T he salad looks relatively normal: fried chicken, leafy greens, red cabbage, slices of mandarin, a mango-sesame dressing on the side. But this is no ordinary salad. Getting hold of this particular lunchbox involved staking out a hotel lobby and quick fingers on a delivery app. The prize? Not tickets to a K-pop concert, but one of the world’s first servings of cell-cultured meat.

Our modest serving has been breaded and fried and tastes like a diced chicken schnitzel. With some poking and prodding, the nugget reveals none of the long muscle fibers you would expect to find in a chicken breast. This is perhaps responsible for a slight hint of rubber-ball bounciness, but overall the texture is impressively avian. We’d eat it again.

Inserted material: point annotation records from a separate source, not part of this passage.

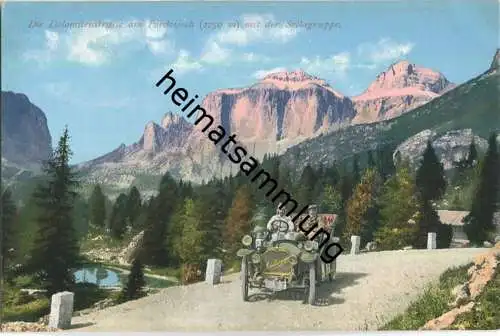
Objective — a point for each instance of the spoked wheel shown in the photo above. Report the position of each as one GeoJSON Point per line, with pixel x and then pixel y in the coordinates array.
{"type": "Point", "coordinates": [311, 289]}
{"type": "Point", "coordinates": [244, 278]}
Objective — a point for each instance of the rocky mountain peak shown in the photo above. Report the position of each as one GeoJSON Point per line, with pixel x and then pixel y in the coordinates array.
{"type": "Point", "coordinates": [495, 64]}
{"type": "Point", "coordinates": [25, 135]}
{"type": "Point", "coordinates": [291, 76]}
{"type": "Point", "coordinates": [404, 75]}
{"type": "Point", "coordinates": [402, 87]}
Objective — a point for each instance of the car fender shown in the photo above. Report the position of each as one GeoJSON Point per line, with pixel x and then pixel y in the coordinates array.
{"type": "Point", "coordinates": [244, 252]}
{"type": "Point", "coordinates": [308, 257]}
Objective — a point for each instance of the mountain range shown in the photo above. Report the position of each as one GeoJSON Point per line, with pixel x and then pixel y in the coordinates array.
{"type": "Point", "coordinates": [293, 113]}
{"type": "Point", "coordinates": [281, 110]}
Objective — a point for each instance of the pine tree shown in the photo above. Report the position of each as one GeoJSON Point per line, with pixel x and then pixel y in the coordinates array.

We have pescatarians, vegans, flexitarians, locavores and of course vegetarians. But what’s the word for those of us who make the choice to eat meat not raised on a farm or slaughtered in an abattoir, but grown in a lab? Perhaps the “cytovore”, consumer of cells.

It sounds like science fiction, but it’s not. In Singapore, the US company Eat Just gained approval to sell its nuggets of lab-grown chicken to consumers in December 2020. Under the brand name “Good Meat”, Eat Just rolled out its first products at an exclusive social club. Diners sample a bao with sesame chicken and pickled cucumber and a maple waffle served with chicken nuggets.